Ask HN: Does anyone enjoy working with Facebook's Graph API? - jmathai

I've worked with Facebook's platform and APIs on and off since they launched them in 2007.  It's always been the same - meaning nails on the chalkboard horrible.<p>The Graph API got a lot of great "reviews" but I don't know if anyone actually used it first before giving it praise.  On one hand it's great in theory, but on the other hand it's horribly broken and poorly documented.<p>As a developer this is how things usually go.<p>1) Something isn't working as I expect so I look at the docs.<p>2) Realize the behavior isn't documented and search on Google.<p>3) Click on numerous results linking to Facebook's forum to read about lots of others having the same question - Facebook rarely replies or clarifies.<p>4) Implement a hacky work around because I'll never know if it was on my end or theirs.<p>Am I the only one with this workflow?<p><pre><code>  *</code></pre>
======
matthewphiong
Same here.
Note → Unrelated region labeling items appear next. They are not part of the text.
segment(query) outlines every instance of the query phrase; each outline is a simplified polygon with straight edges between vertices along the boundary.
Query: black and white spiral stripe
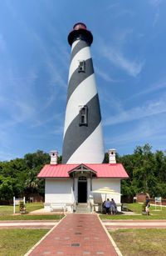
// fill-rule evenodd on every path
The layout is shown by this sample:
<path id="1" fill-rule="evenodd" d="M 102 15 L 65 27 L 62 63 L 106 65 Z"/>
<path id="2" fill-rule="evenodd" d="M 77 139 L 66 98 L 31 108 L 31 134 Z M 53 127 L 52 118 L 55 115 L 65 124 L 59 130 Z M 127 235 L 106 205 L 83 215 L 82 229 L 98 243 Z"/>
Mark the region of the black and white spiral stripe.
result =
<path id="1" fill-rule="evenodd" d="M 79 73 L 79 61 L 85 62 L 85 72 Z M 79 108 L 88 107 L 88 125 L 79 125 Z M 104 143 L 101 116 L 93 63 L 88 43 L 76 40 L 71 46 L 67 104 L 64 127 L 62 163 L 102 163 Z"/>

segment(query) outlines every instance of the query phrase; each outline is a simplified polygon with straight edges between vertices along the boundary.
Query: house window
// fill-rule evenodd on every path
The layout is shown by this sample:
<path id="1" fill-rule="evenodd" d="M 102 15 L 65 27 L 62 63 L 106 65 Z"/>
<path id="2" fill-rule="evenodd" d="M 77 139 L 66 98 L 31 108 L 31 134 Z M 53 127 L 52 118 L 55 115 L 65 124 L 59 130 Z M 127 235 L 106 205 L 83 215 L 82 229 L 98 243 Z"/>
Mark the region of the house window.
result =
<path id="1" fill-rule="evenodd" d="M 85 72 L 85 60 L 79 61 L 78 72 Z"/>
<path id="2" fill-rule="evenodd" d="M 79 125 L 88 125 L 88 107 L 87 106 L 83 106 L 80 109 L 80 123 Z"/>

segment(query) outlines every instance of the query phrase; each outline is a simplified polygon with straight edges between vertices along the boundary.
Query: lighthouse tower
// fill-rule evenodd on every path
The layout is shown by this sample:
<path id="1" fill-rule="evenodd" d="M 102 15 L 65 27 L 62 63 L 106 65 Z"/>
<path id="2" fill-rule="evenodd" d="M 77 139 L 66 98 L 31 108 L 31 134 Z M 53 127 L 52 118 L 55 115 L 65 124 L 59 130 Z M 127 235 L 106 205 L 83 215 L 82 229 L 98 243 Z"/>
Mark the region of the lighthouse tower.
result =
<path id="1" fill-rule="evenodd" d="M 99 97 L 90 47 L 93 36 L 86 26 L 75 24 L 69 33 L 71 46 L 62 163 L 101 163 L 104 143 Z"/>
Plus...

\- There are many things you cant do with Graph, so I'm still sticking on
using the old REST Api.

\- Facebook OAuth 2.0 implementation is incomplete, e.g. no refresh
access_token method provided.

\- Current support for iFrame Facebook.com apps is premature.
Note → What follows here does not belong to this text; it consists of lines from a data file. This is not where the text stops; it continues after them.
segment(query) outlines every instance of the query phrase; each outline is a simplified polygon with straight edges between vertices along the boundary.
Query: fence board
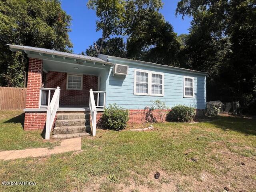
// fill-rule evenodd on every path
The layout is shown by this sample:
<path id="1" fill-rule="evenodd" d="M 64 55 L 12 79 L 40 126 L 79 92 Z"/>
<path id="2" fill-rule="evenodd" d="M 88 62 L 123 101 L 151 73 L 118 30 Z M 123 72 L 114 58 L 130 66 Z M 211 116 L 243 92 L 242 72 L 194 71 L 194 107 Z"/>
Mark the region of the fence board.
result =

With all these, they even planned to remove old authentication method & going
full force on iFrame end of this year. Hopefully they really can fix all those
problems by then.

------
txt
I actually enjoy working with facebook's open graph api, BUT Using the PHP &
JS SDK is a nightmare. I wrote my own class in PHP using curl, all data is
returned in JSON which for me makes things simple. Retrieving the access token
and authenticating each user can be handled a number of ways. Ever since they
updated there policies, you are now allowed to store all of the users info
once they allow your "application". I've seen alot of people complain when
they use the new SDK's, but I see no reason to go that route...I think the
best way whether it be a application,fan page, or external site is to present
your app first, let the user actually see it and not FORCE them to allow it
(which 90% of most apps do)...Once they peform a action, either redirect/ or
popup/iframe to the authorization url;. I use the 'offline' permission so the
access token for each user doesn't expire. Once they allow it, pull any info
you want by a simple curl request, then store all there info(including access
token) in your DB. Simple as that! There are only a few things I dislike,
there like/comment buttons, and how you are limited to using either there
iframe or xfbml (which is still an iframe).

------
navyrain
This is about par for the course. I've integrated facebook into many an
application, and found the same: Facebook's API is buggy, their developer
support is nonexistent, and digging up current and relevant results from
google is challenging.

I can think of quite a few things Facebook could do to improve the experience
of developers using their services, but people are already doing so in droves,
and their competition is withering, so I don't see much of a chance of this
improving dramatically.

Expect incremental improvements as they reach out into the general web more
and more. For example, as bad as the current API is, the old one was worse.

------
AjJi
That's exactly what I experienced (and still do) while working with Facebook
APIs. Sometimes, it is better to search StackOverflow first.